Chief Executive Vishal Sikka was brought in earlier this year to chart a new strategy for Infosys, once a trendsetter for India's more than $100 billion IT outsourcing industry but which has struggled in recent years to retain staff and market share.  

Infosys often appeared torn between chasing high-margin projects and low-margin bread-and-butter IT deals.

Sikka, however, said Infosys' future now lay in new technologies, and that it would look into acquisitions to expand into those areas.  

"We believe we can get back to that consistent profitable growth as well as achieve great growth and once again become a bellwether of the Indian IT industry," Sikka told reporters at the company's sprawling Bangalore headquarters.

"Each of our services will be renewed on the basis on innovation, on the basis new technologies like automation, artificial intelligence-based technologies ... there can be a next generation services company that we can transform into."

Investors cheered Sikka's plans, helping to send Infosys stock up by as much as 7.1 per cent on Friday in Mumbai, outpacing the benchmark stock index which was down nearly 1 per cent.

The stock is also on track to post its biggest single day gain in more than a year after Infosys posted a higher-than-expected 28.6 per cent rise in its second-quarter net profit and unexpectedly announced it was issuing bonus shares and an interim dividend.

"This is exactly the kind of technology leadership we had been saying Infosys needs.
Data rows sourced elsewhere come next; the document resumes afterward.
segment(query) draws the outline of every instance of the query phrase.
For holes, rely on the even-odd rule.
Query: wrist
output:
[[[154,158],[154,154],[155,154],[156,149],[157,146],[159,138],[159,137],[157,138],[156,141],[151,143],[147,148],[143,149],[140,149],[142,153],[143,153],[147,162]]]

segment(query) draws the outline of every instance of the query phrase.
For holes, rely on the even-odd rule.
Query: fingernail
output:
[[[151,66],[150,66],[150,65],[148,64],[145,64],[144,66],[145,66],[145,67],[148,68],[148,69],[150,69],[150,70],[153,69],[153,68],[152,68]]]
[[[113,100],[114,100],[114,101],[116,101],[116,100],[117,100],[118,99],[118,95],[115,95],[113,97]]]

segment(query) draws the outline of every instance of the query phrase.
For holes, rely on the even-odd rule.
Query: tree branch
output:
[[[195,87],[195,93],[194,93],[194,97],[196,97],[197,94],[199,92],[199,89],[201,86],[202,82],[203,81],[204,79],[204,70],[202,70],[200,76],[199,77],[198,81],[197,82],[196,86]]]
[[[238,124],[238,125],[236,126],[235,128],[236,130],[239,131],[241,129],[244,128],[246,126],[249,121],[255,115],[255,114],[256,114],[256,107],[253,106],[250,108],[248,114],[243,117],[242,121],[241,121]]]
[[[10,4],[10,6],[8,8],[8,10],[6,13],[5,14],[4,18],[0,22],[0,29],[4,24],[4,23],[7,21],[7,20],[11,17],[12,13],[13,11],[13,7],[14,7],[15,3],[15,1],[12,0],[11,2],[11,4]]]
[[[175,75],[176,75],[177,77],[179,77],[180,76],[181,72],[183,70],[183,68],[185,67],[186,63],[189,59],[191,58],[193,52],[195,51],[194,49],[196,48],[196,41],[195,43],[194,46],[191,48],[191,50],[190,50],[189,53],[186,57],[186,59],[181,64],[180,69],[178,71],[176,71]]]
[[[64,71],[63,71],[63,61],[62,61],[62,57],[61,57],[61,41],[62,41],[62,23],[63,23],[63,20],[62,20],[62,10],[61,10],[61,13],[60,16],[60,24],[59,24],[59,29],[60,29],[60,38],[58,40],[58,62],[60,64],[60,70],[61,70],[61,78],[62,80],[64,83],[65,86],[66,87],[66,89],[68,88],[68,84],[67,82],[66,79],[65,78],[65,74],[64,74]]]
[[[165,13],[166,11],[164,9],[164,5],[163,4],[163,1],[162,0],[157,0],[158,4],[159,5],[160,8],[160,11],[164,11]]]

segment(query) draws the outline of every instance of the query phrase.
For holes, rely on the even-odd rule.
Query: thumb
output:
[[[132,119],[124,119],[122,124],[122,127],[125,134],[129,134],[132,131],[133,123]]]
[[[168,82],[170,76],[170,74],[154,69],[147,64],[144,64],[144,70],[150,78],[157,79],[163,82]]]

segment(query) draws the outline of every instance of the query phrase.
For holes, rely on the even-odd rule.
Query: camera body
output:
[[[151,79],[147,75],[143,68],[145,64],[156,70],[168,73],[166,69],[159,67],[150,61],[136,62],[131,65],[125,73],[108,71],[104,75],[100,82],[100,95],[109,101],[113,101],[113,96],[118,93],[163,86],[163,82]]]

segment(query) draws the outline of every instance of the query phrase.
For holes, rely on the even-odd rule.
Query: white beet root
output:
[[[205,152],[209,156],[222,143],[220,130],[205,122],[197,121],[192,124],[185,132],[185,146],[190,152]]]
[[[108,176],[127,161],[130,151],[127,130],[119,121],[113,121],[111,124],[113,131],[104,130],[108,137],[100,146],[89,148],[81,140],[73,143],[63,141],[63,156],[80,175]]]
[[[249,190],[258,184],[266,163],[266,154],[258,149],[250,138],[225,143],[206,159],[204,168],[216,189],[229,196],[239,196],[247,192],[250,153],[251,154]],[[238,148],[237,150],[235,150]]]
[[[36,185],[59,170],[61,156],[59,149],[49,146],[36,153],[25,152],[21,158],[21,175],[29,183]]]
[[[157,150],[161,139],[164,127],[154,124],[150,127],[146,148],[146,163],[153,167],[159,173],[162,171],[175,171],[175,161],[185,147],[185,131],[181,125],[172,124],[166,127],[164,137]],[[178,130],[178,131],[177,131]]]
We had anticipated a confident Infosys under him and that seems to be coming through," said Ravi Menon, associate vice president at Centrum Broking Ltd.
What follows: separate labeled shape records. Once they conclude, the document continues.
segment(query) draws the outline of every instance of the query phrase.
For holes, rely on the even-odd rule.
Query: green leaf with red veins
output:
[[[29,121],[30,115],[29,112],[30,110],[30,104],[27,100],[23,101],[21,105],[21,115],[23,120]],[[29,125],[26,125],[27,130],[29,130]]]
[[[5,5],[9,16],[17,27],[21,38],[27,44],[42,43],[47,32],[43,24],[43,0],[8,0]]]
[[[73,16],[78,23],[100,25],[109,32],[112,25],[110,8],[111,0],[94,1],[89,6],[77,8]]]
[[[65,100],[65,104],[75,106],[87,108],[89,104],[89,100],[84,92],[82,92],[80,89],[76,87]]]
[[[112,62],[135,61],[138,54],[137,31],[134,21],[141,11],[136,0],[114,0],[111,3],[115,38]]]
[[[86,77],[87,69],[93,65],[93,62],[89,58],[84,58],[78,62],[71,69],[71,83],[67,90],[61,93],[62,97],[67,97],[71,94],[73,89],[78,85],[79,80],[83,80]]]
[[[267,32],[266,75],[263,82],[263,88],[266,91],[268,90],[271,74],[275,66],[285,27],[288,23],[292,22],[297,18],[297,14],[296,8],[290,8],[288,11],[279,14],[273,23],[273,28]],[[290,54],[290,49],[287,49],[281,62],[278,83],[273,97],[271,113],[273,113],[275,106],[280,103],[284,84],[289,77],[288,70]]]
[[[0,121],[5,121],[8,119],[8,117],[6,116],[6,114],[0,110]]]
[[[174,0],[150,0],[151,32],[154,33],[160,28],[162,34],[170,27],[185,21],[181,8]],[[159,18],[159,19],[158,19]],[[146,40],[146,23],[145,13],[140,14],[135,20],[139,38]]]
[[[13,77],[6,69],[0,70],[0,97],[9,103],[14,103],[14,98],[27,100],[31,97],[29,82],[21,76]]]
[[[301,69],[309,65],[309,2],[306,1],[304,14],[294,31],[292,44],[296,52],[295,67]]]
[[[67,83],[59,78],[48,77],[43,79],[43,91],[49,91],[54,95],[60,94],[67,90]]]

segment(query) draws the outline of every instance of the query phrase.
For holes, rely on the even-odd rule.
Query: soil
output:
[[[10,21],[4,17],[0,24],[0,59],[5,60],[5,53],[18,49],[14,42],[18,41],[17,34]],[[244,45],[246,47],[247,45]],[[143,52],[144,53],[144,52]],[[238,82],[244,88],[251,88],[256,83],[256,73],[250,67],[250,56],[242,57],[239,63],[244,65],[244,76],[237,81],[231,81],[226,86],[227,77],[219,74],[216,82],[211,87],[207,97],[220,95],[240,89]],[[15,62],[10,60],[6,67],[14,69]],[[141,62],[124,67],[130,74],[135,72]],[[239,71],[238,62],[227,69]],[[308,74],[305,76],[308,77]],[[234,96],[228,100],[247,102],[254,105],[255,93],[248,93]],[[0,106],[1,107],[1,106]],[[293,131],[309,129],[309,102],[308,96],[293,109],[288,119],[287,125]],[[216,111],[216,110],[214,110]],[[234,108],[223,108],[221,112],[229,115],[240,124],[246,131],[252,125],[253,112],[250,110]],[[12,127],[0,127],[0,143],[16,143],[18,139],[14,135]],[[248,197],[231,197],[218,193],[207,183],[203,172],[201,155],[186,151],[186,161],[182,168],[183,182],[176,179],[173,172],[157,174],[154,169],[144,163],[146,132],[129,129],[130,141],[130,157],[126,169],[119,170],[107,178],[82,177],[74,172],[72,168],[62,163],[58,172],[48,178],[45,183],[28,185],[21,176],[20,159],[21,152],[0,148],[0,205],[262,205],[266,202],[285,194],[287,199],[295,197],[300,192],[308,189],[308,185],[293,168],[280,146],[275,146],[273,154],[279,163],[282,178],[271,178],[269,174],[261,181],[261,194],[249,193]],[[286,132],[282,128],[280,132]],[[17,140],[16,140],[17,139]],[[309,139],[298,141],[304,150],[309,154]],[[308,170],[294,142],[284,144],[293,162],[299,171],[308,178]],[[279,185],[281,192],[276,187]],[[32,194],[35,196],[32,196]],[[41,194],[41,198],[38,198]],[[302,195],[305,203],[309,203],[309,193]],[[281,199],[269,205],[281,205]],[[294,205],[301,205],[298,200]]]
The shift into artificial intelligence and automation would be a leap for Infosys, which currently offers services that include remotely managing computer networks and writing software code.

Infosys has not done a large acquisition since it was founded in 1981 by seven engineers who pooled $250. The company has cash and cash equivalents of about $5.4 billion at the end of September, its earnings statement shows.

Tech firms including Google Inc, Facebook Inc and Microsoft Corp have pursued artificial intelligence to analyse the data and improve computers' ability to recognize faces, objects or learn languages.

Staff exits  

Infosys, which makes more than two-thirds of its sales from clients in the United States and Europe, said net profit in the quarter ended September rose to Rs 3,096 crore or Rs 30.96 billion ($506.25 million) from Rs 2,407 crore or Rs 24.07 billion in the same year-ago period.  

Analysts, on average, were expecting to post a Rs 2,920 crore (Rs 29.20 billion)  quarterly profit, according to Thomson Reuters data.

The company maintained its forecast of 7-9 per cent sales growth for the year ending in March 2015, meeting analyst expectations.  

Revenue during the quarter rose 2.9 per cent to Rs 13,342 crore or Rs 133.42 billion  ($2.18 billion).  

Infosys provides IT services to western clients including BT Group, Bank of America and Volkswagen.

The company added 49 new clients during the September quarter, including a multi-year contract with Daimler AG.

 Annualised staff attrition rate at Infosys rose to a record 20.1 per cent in the September quarter.

Chief Operating Officer UB Pravin Rao said this would come down in the next couple of quarters to 13-15 per cent, which is the industry average.

"If Sikka is able to retain employees and use some of the cash for an acquisition, investor confidence in him and the company will go up significantly," said RK Gupta, managing director of Taurus Asset Management, which owns Infosys shares.

"I really think he will be able to deliver."

(Additional reporting by Devidutta Tripathy and Abhishek Vishnoi in Mumbai.) 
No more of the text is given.